BYU-PW’s explosive global growth is a long-running story. For the 2024 calendar year, BYU-PW has served 74,837 students in over 180 countries, said Krista Tripodi, the school’s director of communications.
That’s an increase of 14% over the previous year.
Pathway enrollment breaks down into two groups:
BYU-Pathway has set enrollment records every year since its launch in 2009 as it rapidly expands into Africa, South America and other places around the world.
“BYU-Pathway’s growth in 2024 was primarily driven by the new three-year bachelor’s degrees offered in conjunction with BYU-Idaho and Ensign College, which reduced the time and cost of a degree by 25%,” BYU-PW President Brian Ashton said.
“In addition, BYU-Pathway is seeing improved retention among our students in Africa. African students now persist at the same or better rates as our students in the U.S. and Canada. This has been a long-term trend,” he said.
The percentage of eligible Latter-day Saint teenagers enrolled in seminary — nearly 57% — is another new CES record, Elder Gilbert said.
The number of seminary students has increased by more than 125,000 students in the last three years.
Elder Gilbert said Latter-day Saint youth are following church President Russell M. Nelson’s advice to let God prevail in their lives.
Latter-day Saint college students at other colleges and universities are also increasingly enrolled in the CES institute classes. For example, the University of Utah Institute of Religion enrollment is up substantially. Last year, the institute offered 117 activities that drew 25,000 young adults.
About 10,000 seminary and institute students packed the University of Utah’s Huntsman Center in October for a devotional with Elder Ronald A. Rasband of the Quorum of the Twelve Apostles. Elder Rasband also sits on the Church Board of Education, which acts as the board of trustees for the BYUs and Ensign College.
Elder Rasband noted that President Nelson has pleaded with the young church members to take charge of their testimonies. “Work for it. Own it. Care for it. Nurture it so that it will grow. Feed it truth,” President Nelson said.

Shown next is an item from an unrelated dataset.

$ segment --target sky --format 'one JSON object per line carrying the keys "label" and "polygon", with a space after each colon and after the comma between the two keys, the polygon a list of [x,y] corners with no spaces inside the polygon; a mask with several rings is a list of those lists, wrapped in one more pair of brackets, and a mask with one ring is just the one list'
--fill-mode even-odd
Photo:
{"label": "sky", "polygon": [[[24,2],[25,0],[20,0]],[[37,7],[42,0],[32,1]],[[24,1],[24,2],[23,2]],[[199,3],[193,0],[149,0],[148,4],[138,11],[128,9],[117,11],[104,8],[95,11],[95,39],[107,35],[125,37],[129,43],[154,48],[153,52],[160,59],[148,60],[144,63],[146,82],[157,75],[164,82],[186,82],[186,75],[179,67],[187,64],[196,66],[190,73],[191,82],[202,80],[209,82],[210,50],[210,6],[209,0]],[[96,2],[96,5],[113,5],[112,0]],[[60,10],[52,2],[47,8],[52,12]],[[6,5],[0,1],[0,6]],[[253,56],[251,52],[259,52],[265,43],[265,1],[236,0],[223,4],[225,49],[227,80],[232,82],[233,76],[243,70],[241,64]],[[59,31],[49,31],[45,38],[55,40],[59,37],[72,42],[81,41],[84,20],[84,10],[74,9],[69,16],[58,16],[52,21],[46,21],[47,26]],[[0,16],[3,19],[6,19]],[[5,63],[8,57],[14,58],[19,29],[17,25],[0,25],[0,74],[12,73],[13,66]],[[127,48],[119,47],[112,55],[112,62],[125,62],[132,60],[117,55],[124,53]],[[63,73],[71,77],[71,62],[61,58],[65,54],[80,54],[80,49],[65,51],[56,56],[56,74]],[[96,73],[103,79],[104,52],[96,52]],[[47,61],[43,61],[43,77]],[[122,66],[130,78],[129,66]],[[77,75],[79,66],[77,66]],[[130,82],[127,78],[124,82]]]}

“That will happen if you are involved in seminary and institute,” Elder Rasband told students at the devotional.
Elder Gilbert attributed some of the growth to efforts to make seminary and institute courses more relevant and accessible to teens and young adults.
“But it is hard to explain the enrollment growth simply as an administrative phenomenon,” he said. “Something powerful is happening in the lives of young people in the church. There are deeper reasons why seminary attendance, institute participation and enrollment in church schools are all growing.
“As we have reflected on it, we keep coming back to President Nelson’s instruction about the blessings of the temple covenants. Young people are increasingly entering the temple and making covenants. There are many fruits of those covenants, but one of them is an increased desire to be in seminary, institute and church schools.”